Metrics
1. Basics
Rarog Platform gathers metrics from all components and expose them in OpenMetrics format. Thanks to that you can choose tool of your choice for monitoring and alerting.
By default, metrics are available in OpenMetrics format under URL <base_url>/rest/telemetry/1.0/expose/openmetrics/
. They are also exported as telemetry to Rarog Team Graphite server.
Its behaviour can be disabled or adjusted.
1.1. Securing metrics
By default, metrics page are available for anonymous access aka any service or user can access metrics page without authorization. It may be unwanted to expose metrics data, because they may be used to figure out system state, version or info about installed plugins.
By providing value for system property rarog.metrics.open.metric.auth.token
it is possible to set authentication token requirement for metrics endpoint. System will automatically detect token and will require users and services to provide this token in request headers.
When authorization is enabled, it is necessary to include header Authorization: Code <authorization_token>
to each request. Requests without valid header will be rejected.
1.2. Disabling and configuring metrics
By default, metrics all enabled, but it is possible to disable and configure them using REST API.
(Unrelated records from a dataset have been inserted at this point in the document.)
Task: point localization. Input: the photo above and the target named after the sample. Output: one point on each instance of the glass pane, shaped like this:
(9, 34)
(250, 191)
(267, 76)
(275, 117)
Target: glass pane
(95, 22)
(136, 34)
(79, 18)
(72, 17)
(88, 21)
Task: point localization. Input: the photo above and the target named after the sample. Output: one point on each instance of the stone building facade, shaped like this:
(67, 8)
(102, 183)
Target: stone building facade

All REST API docs are available on Rarog application instance, under URL <base_url>/docs/swagger.html
.
Quick guide:
-
To disable all metrics sent
{"value": false}
to endpoint<base_url>>/rest/telemetry/1.0/metrics/control/enabled
-
To disable sending metrics to external systems sent
{"value": false}
to endpoint<base_url>/rest/telemetry/1.0/metrics/control/snapshot/enabled
All endpoints are available only for admins. So you must first log in to instance or use one of available authentication methods.
2. Metrics reference
2.1. Meta-metrics - metrics about metrics
They may be useful to find performance issues related to metrics themselves.
-
rarog_metrics_snapshot_generation - histogram - seconds
Measures time it took system to create snapshot of current metrics state.
-
rarog_metrics_snapshot_export - histogram - seconds
Measures time it took system to export saved metric snapshot to external metrics gathering systems (like Graphite).
-
rarog_open_metrics_expose - histogram - seconds
Measures how long it took to generate metrics page in Open Metrics format.
-
rarog_open_metrics_expose - histogram - kilobytes
Measures how big generated metrics page in Open Metrics format was.
-
rarog_open_metrics_forbidden_attempts - counter
Counts number of attempts to access Open Metrics page that failed due to invalid authorization. Usually it indicates some system has outdated authorization, but it can also be hint that some automated scanners tried to get data about system.
-
rarog_open_metrics_exposed - counter
Counts number of successful access attempts to Open Metrics page. It brings most value when compared with rarog_open_metrics_forbidden_attempts and rarog_open_metrics_exceptions.
-
rarog_open_metrics_exceptions - counter
Counts number of access attempts to Open Metrics page that ended with internal error. Usually it indicates that there is some problem inside system. When detected the best thing is to investigate logs.
2.2. Startup metrics
Useful metrics for detecting problems during startup of Rarog application.
-
rarog_startup_memory_usage gauge - megabytes
Measures memory usage during startup steps.
-
rarog_startup_memory_percent gauge - percent
Measures percent of used available memory. If values here are high (>90%), it may suggest that application has assigned not enough memory.
-
rarog_startup_phase_duration gauge - milliseconds
Measures time it took system to end startup step.Useful to identify performance problems during startup.
-
rarog_startup_total_duration gauge - megabytes
Measures cumulative time it took system to end all steps since start to current step.Usful to identify performance problems during startup.
2.3. Background tasks
-
rarog_task_manager_active_task_count gauge
Measures count of tasks that are currently in execution.
-
rarog_task_manager_executed_task_count counter
Measures amount of executed tasks in system since start.
-
rarog_task_manager_failed_task_count counter
Measures amount of tasks ended with exception since system start. It may be signal that system is in unstable state. Please refer to logs for details.
-
rarog_task_manager_task_duration histogram - seconds
Measures time it took task to end execution. If there is a lot of long-running tasks, it may be signal that there is plugin installed that misbehaves or system is overloaded.
-
rarog_task_manager_task_declared_execution_diff histogram - seconds Measures how long tasks waited since their scheduled start to actual start. If there is a lot of high values it means either system is overloaded or thread pool is too low. You can try to change thread pool maximal size or investigate trace logs for
eu.rarogsoftware.rarog.platform.core.task.DefaultTaskManager
andeu.rarogsoftware.rarog.platform.core.task.MonitoredScheduledThreadPoolExecutor
. -
rarog_task_manager_active_thread_count counter
Measures number of active threads in current moment, created with
TaskManager
. -
rarog_task_manager_created_thread_count counter
Measures amount of created threads with
TaskManager
since system start. -
rarog_task_manager_thread_life_duration histogram - seconds
Measures how long threads created with
TaskManager
were running.